Of course, hiring more women isn’t the be-all and end-all solution—nor is it on women to fix these issues—but they are making a positive difference.

Take this example from Amy Trask, former CEO of the Oakland Raiders and the first woman CEO in league history. After quarterback Michael Vick was convicted of illegal dog fighting activities, Trask—an ardent animal lover—convinced then–team owner Al Davis not to sign Vick as a Raider. “What meant so much to me was he knew my passion, and he checked with me,” she recalls. It’s just one way a diverse set of perspectives in the room can change the team culture. “Diversity and inclusiveness makes a business stronger and better,” Trask says. “It’s just incomprehensible, to me, that people don’t understand that.”

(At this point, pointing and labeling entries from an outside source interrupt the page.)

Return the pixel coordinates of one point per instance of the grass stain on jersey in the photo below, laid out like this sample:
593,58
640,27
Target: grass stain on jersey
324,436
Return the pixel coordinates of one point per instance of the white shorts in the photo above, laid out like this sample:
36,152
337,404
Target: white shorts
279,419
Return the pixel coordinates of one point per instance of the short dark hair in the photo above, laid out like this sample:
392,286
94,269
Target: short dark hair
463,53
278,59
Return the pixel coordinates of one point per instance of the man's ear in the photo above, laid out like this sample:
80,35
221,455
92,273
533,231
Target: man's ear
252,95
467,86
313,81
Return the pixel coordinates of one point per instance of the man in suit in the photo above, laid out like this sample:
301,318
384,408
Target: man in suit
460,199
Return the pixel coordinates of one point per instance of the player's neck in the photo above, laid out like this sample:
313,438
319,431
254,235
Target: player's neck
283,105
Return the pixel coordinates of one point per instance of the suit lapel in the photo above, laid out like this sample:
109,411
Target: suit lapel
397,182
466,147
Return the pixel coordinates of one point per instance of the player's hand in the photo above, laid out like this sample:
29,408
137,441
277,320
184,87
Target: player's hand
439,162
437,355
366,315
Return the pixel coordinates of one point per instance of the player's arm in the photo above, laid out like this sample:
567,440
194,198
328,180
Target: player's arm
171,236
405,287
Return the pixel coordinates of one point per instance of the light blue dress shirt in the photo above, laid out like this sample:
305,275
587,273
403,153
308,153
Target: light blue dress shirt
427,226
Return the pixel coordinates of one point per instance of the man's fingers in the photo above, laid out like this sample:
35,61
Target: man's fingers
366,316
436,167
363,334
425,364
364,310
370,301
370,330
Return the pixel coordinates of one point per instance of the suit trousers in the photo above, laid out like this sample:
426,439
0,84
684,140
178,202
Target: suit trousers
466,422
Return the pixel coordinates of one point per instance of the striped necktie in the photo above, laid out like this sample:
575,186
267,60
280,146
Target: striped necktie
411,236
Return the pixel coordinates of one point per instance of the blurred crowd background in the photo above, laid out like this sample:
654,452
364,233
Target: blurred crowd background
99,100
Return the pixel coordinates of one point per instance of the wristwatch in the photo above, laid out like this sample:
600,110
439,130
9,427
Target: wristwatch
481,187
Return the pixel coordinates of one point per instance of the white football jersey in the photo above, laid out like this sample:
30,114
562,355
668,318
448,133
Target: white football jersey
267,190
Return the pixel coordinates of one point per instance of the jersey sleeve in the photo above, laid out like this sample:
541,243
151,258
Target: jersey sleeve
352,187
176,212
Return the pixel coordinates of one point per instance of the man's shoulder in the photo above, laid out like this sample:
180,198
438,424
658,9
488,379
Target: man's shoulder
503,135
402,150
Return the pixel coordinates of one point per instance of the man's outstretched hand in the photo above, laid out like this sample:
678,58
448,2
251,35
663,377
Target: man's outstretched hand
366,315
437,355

When people don’t understand, you get a situation like what happened with the Raiders more recently, when an investigation uncovered a series of racist, homophobic, and misogynistic emails sent by head coach Jon Gruden over a period of several years. He promptly resigned in October, but the impact of his leadership will certainly have lasting effects. “Him being in power for that long, that sent ripple effects over decades and decades—the decisions that he might have made, the people that he said no to, the doors that he shut,” says Joy Taylor, cohost of Fox Sports 1’s The Herd with Colin Cowherd and Fox Sports Radio’s The Joy Taylor Show. “So that's why you need allies, because those kinds of people exist and are in power and have influence.”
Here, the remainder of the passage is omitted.